In 2016, she unsuccessfully ran as a candidate for Duma. She was not supported by a registered political party, but rather by the Open Russia organization.

In February 2019, she joined Russian government television network RT to work on a charity project called "DDBM".

In early March 2022, Baronova resigned from Russia Today after she condemned the 2022 Russian invasion of Ukraine saying "The problem is, I know these people very well. They never send threats, they just kill, so there is kind of [a] weird silence around me, but I really think we're on the brink of a nuclear war right now.

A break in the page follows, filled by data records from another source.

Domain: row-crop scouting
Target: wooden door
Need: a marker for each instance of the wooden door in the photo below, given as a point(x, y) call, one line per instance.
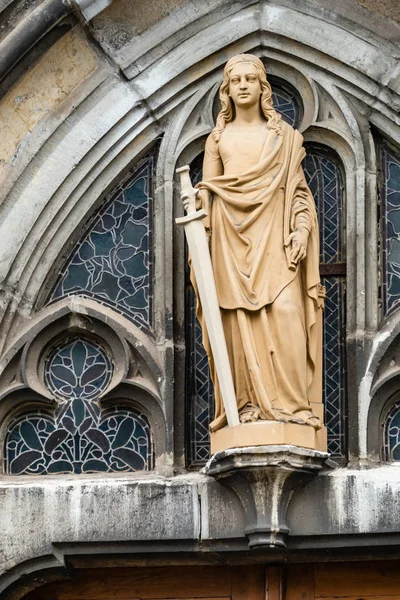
point(366, 580)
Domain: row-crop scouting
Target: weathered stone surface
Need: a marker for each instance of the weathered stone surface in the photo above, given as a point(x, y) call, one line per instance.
point(34, 515)
point(57, 74)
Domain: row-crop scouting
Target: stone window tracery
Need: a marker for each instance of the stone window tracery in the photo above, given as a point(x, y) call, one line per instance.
point(113, 262)
point(391, 435)
point(79, 436)
point(390, 226)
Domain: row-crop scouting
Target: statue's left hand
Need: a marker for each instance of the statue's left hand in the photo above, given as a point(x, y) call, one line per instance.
point(297, 241)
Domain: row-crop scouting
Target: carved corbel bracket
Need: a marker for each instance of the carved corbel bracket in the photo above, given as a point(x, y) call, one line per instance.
point(264, 479)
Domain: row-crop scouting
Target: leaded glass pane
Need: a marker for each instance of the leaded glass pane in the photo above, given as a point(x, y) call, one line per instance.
point(79, 437)
point(390, 199)
point(324, 180)
point(391, 435)
point(323, 175)
point(113, 261)
point(286, 104)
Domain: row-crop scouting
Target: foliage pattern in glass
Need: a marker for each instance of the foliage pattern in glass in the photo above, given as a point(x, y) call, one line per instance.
point(322, 173)
point(391, 435)
point(391, 227)
point(113, 261)
point(80, 437)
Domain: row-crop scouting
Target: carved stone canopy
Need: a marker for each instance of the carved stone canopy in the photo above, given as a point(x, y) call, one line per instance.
point(264, 479)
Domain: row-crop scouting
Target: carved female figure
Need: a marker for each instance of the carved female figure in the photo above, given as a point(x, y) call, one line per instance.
point(264, 251)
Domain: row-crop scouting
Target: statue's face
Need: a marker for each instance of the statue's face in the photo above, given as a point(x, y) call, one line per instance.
point(244, 85)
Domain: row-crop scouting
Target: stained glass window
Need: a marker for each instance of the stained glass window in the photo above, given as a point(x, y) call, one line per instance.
point(113, 261)
point(79, 437)
point(390, 207)
point(323, 174)
point(391, 435)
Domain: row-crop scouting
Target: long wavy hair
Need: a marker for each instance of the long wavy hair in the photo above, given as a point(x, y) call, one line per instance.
point(227, 112)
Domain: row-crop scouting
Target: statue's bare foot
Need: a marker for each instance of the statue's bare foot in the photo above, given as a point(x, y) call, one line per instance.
point(249, 413)
point(314, 422)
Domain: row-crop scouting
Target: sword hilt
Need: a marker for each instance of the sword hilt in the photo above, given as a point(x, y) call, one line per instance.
point(188, 191)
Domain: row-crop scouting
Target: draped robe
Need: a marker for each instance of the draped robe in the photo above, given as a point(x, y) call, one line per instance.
point(268, 305)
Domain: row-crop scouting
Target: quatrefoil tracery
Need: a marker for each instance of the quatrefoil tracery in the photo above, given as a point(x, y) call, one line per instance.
point(80, 437)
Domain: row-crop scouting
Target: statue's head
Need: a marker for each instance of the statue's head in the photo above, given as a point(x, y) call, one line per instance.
point(227, 112)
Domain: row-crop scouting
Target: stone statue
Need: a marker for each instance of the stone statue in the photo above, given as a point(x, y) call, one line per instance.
point(264, 250)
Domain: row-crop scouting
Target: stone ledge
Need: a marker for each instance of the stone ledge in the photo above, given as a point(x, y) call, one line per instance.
point(271, 433)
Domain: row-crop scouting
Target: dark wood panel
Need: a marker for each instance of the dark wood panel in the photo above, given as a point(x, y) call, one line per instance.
point(248, 583)
point(358, 579)
point(299, 582)
point(148, 583)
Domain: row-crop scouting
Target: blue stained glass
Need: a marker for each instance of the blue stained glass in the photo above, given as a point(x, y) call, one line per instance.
point(113, 262)
point(79, 437)
point(323, 178)
point(286, 105)
point(391, 435)
point(391, 227)
point(323, 175)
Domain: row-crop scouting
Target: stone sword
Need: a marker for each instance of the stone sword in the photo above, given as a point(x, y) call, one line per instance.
point(200, 256)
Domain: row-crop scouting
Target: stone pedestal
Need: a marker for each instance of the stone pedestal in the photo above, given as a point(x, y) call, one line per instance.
point(264, 478)
point(272, 433)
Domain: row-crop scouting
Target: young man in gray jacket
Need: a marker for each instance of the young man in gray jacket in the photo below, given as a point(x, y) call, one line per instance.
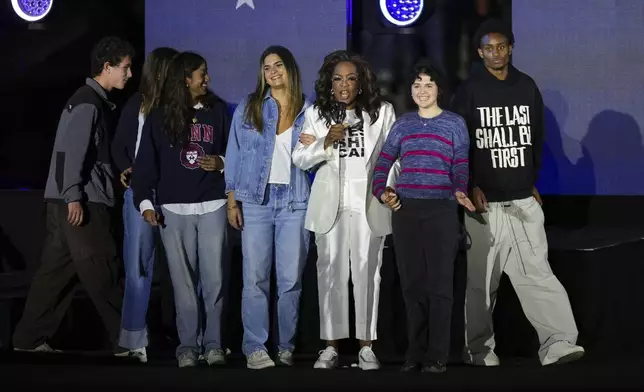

I'm not exaggerating." In 2024, she blamed Ukrainians for the war, berating them for "shitting on the helping hand held out by anti-war Russians when Putin started retaliating against your shit and when your bastard Azov gang started taking hostages."

== Reception ==
Several publications, including The New Republic and Rolling Stone magazine, have praised her activist work and fortitude in supporting Russia's opposition movement. Reuters journalist Lucian Kim described her as embodying "the contradictions of Russians who love their country, warts and all, and seek to reconcile it with the rest of the world."